By Nick Pope

As a broadcaster and writer well-known for his media interviews and articles on conspiracy theories, Nick Pope is often asked about the assassination of JFK. In the run-up to the 50th anniversary of JFK's death, Nick Pope's position statement on the issue is as follows:

The assassination of JFK was a defining moment in American history and marked the birth of the modern conspiracy theory era. The Warren Commission, set up to investigate the killing, concluded that Lee Harvey Oswald killed the President and that he acted alone. The evidence was overwhelming, in particular, the so-called "backyard photos", which showed Oswald posing with the murder weapon. Even the House Select Committee on Assassinations (which did later support the idea of a conspiracy - albeit on dubious evidence) concluded that the photos were genuine, as did Oswald's wife, who took them. However, almost immediately, some people began to question the official version of events.

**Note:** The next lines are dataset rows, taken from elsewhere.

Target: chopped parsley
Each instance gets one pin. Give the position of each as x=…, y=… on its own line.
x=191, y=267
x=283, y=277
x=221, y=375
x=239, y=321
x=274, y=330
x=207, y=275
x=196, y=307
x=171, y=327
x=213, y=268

The Warren Commission was not without its flaws (exactly the same can be said of the 9/11 Commission), but this does not render their fundamental findings unsound. Despite a multitude of claims and theories, no compelling evidence has been brought forward to call into question the conclusion that Lee Harvey Oswald fired the fatal shots and that he acted alone. More to the point, no competing theory is supported by nearly as much evidence as the official conclusion.

Most of the conspiracy theories concerning JFK's death can be eliminated by the simple application of the 'means, motive and opportunity' test. These conspiracy theories range from being merely self-contradictory and illogical, to being demonstrably false and patently absurd. That's not to say that people who believe in conspiracy theories are crazy. To this day, vast numbers of ordinary people believe in JFK conspiracy theories, alongside ones relating to the moon landings or to 9/11. Distrust of government is a big factor in all of this.

Often, with the untimely death of a famous person, people look for some sort of deeper meaning. The death of Diana, Princess of Wales, is a good example. It's as if people are unable to accept the fact that one of the most famous and beautiful women in the world died in so mundane and pointless a way: a car being driven at high speed; a driver who had been drinking; a passenger who was wearing no seatbelt. So it is with JFK. People look for a more complex story, even though modern history, sadly, is full of instances where a single, deranged individual shoots a famous person (e.g. John Lennon) or large numbers of people (e.g. the Sandy Hook school massacre), for reasons that may never be fully known. The motivations for such acts are the subject of much debate and controversy. There is unlikely to be a single, neat answer, but the root cause usually involves a combination of mental illness, a perceived grievance and a desire to do something that will make the world pay attention to an individual who was previously ignored or disliked.

The assassination of JFK is an excellent example of a principle known as "Occam's Razor": when examining competing theories, the one that makes the fewest assumptions is most likely to be the correct one. The simplest explanation that fits the facts in relation to the assassination of JFK is that Lee Harvey Oswald really was the lone gunman. It may not be as interesting as the various conspiracy theories, but it's almost certainly the definitive explanation.